MAEC - Cortona arcaica, città di principes. I tumuli del Sodo (6)
MAEC - Cortona arcaia, città di princeps. I tumuli del Sodo (6)

Nella contigua Sala 6 sono esposti i corredi arcaici del Tumulo I e del Tumulo II del Sodo. In particolare il tumulo II è di eccezionale importanza, per avere restituito l’unico altare-terrazza funerario integro decorato da gruppi scultorei. Sono anzitutto presenti i corredi relativi alla tomba I, scoperta fino dal 1928, costituiti da buccheri, ceramiche attiche a figure nere ed una splendida fibula in oro conformata a felino rinvenuta nel corso delle indagini degli anni novanta. Seguono i corredi della tomba II, messa in luce agli inizi degli anni novanta, già saccheggiati in antico ma parzialmente salvati dal crollo di parte delle coperture della tomba. I materiali si riferiscono a varie fasi di utilizzo della tomba e vanno dall’inizio del V fino al II sec. a.C.,
Al primo orizzonte cronologico della tomba II si riferiscono, bronzi e oreficerie di fattura estremamente raffinata, certamente appartenuti a personaggi di elevato livello sociale ed economico. Notevoli i peducci ed alcuni elementi in bronzo pertinenti a diphroi, una sorta di sgabello pieghevole dal significato analogo a quello della sella curule latina, uno stilo scrittorio, indicante evidentemente il possesso della capacità di scrittura, e una serie di monili in oro, corniole, anelli.

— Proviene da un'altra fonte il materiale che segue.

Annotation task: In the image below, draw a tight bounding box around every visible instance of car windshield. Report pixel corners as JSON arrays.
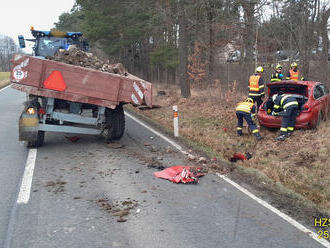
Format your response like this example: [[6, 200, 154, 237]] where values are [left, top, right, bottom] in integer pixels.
[[268, 83, 308, 97], [36, 37, 69, 57]]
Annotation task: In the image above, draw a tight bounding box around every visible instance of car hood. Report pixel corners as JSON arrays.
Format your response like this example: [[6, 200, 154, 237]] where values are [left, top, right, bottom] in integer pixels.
[[267, 82, 308, 97]]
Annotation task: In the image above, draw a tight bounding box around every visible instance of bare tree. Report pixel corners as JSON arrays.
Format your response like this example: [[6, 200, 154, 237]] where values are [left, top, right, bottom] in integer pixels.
[[178, 0, 191, 98]]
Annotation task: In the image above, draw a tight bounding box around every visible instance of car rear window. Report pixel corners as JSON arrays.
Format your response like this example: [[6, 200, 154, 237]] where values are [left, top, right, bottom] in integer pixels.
[[268, 84, 308, 97]]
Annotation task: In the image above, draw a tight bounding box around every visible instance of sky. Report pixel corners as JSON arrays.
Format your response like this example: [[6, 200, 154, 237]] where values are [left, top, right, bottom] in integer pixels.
[[0, 0, 75, 50]]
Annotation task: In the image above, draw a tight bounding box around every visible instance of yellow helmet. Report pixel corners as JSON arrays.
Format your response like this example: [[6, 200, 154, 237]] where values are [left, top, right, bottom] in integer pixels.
[[256, 66, 264, 72], [245, 97, 254, 103], [272, 94, 278, 102], [291, 62, 298, 68], [275, 64, 283, 70]]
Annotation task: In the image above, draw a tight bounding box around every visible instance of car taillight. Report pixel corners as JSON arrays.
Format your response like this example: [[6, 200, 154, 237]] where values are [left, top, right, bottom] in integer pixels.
[[302, 104, 311, 112], [38, 108, 46, 115], [26, 107, 36, 115]]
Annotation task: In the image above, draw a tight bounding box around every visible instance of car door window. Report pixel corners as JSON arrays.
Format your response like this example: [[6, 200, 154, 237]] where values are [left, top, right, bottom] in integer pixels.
[[320, 84, 329, 95], [314, 85, 324, 99]]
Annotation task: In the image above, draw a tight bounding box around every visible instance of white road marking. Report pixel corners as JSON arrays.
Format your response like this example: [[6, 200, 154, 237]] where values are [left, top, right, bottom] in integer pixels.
[[0, 85, 10, 91], [217, 173, 330, 248], [125, 112, 330, 248], [17, 149, 37, 204]]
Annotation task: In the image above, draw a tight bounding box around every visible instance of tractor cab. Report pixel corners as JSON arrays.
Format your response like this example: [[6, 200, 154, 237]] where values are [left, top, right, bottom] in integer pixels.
[[18, 27, 89, 57]]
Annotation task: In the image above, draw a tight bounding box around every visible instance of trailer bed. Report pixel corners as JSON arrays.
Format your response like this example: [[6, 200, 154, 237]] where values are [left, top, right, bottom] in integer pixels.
[[10, 54, 152, 109]]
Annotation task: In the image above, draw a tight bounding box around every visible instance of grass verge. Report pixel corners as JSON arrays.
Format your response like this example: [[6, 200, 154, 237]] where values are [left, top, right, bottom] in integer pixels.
[[127, 85, 330, 225], [0, 72, 10, 89]]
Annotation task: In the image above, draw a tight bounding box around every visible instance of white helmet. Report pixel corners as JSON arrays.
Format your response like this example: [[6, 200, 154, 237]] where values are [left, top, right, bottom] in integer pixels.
[[272, 94, 278, 102]]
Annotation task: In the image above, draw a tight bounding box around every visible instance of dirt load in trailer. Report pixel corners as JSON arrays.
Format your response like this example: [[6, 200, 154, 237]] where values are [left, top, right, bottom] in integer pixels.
[[10, 54, 152, 147]]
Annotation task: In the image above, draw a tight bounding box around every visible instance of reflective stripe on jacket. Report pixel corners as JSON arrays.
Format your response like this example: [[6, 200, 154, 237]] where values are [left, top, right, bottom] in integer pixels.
[[249, 75, 265, 97], [274, 94, 299, 110], [290, 69, 299, 81], [270, 72, 283, 82], [236, 102, 254, 114], [249, 75, 260, 91]]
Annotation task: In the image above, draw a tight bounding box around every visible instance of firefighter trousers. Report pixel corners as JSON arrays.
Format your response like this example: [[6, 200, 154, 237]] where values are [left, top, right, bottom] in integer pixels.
[[236, 111, 259, 135]]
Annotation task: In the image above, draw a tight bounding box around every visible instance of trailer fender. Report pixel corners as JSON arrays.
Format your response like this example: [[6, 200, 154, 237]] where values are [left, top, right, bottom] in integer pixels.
[[19, 110, 39, 141]]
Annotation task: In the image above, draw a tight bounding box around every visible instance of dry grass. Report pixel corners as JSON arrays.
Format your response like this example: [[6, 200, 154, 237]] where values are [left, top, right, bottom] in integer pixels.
[[0, 72, 10, 89], [133, 84, 330, 209]]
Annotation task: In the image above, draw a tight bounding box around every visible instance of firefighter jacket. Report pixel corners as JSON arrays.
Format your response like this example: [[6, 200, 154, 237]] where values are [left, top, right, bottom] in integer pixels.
[[270, 72, 284, 82], [286, 69, 299, 81], [249, 74, 265, 98], [274, 94, 298, 113], [236, 102, 256, 114]]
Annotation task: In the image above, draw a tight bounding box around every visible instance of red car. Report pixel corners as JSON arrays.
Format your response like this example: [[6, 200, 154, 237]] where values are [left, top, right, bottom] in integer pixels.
[[258, 81, 330, 128]]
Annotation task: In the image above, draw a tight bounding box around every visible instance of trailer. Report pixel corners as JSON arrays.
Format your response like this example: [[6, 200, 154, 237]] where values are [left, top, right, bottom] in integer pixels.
[[10, 54, 152, 147]]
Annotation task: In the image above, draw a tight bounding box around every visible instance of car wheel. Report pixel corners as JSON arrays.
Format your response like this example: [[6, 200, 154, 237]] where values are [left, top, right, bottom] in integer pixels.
[[313, 111, 322, 129]]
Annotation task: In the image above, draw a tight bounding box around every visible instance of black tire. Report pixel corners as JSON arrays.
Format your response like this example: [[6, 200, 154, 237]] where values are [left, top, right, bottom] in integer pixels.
[[27, 131, 45, 148], [105, 105, 125, 142], [313, 110, 322, 129]]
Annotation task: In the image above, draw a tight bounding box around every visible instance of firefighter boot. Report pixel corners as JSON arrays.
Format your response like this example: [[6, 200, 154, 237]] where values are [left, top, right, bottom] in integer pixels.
[[254, 133, 263, 140], [275, 134, 287, 141]]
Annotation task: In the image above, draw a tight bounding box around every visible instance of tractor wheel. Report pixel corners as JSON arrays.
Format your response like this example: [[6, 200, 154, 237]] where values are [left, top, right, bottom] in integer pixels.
[[27, 131, 45, 148], [105, 105, 125, 142]]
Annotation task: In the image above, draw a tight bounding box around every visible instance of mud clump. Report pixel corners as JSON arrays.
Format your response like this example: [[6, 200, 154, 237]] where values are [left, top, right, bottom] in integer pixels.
[[45, 180, 66, 194], [47, 45, 128, 76], [96, 198, 138, 222]]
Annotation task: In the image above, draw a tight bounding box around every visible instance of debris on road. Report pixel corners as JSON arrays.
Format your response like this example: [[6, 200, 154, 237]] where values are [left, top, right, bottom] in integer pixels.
[[198, 157, 207, 164], [230, 152, 252, 162], [96, 198, 138, 222], [154, 165, 205, 183], [64, 136, 81, 143], [45, 180, 66, 194], [188, 154, 197, 161], [108, 143, 124, 149]]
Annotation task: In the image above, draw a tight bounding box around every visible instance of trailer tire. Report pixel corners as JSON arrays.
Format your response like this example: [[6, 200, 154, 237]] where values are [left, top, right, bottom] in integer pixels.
[[27, 131, 45, 148], [105, 105, 125, 142]]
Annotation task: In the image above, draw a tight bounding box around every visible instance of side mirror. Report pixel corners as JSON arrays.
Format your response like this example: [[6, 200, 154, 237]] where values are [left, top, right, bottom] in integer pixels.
[[82, 39, 89, 52], [18, 35, 25, 48]]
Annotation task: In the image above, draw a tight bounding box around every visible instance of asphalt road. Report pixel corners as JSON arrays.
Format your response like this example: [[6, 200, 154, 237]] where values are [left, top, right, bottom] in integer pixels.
[[0, 85, 324, 248]]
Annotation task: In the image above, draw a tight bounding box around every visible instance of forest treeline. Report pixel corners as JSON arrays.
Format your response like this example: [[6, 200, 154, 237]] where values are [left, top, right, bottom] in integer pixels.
[[55, 0, 330, 97]]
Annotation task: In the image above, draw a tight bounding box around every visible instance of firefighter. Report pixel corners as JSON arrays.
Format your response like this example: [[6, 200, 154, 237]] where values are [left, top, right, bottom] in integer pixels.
[[286, 62, 304, 81], [272, 94, 298, 141], [249, 66, 265, 112], [236, 97, 262, 140], [270, 64, 284, 82]]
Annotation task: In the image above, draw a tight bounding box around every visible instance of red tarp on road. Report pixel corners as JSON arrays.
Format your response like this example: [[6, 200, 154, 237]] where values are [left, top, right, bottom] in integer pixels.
[[154, 165, 204, 183]]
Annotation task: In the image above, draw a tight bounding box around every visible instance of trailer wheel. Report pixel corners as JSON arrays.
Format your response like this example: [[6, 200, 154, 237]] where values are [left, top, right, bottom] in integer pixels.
[[27, 131, 45, 148], [105, 105, 125, 142]]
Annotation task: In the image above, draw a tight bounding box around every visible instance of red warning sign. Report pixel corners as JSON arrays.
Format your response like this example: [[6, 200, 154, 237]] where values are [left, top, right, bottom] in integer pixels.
[[44, 71, 66, 91]]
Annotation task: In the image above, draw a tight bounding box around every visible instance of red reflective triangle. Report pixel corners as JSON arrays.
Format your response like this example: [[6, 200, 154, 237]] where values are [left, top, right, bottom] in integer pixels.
[[44, 71, 66, 91]]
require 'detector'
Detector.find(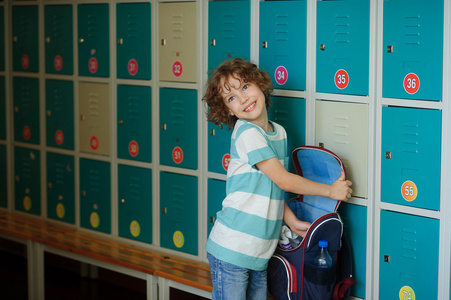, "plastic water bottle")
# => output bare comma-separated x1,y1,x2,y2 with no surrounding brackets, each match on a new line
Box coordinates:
315,240,332,268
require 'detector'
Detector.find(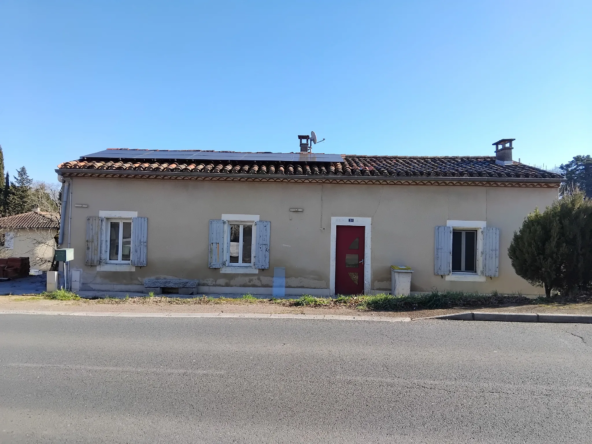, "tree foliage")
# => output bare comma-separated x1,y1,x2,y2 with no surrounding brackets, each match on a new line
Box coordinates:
559,155,592,199
0,146,4,189
9,167,33,214
508,192,592,296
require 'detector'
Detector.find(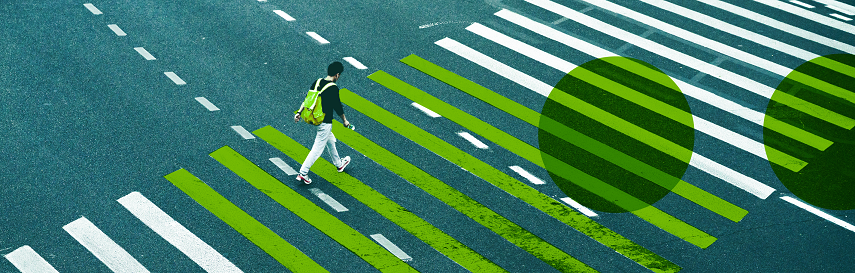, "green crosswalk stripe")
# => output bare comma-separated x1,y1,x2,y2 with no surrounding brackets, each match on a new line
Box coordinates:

Al secondo orizzonte cronologico si riferiscono alcune Kelebai volterrane utilizzate anche come cinerario, armi, ceramica a vernice nera. All’esterno della vetrata si ripropone la ricostruzione della tomba nella quale sono stati rinvenuti i materiali sopra indicati, con la serie di sarcofagi e di urnette in pietra ed il plastico del tumulo.
A parete è presente una grandiosa ricostruzione grafica delle principali fasi storiche della tomba.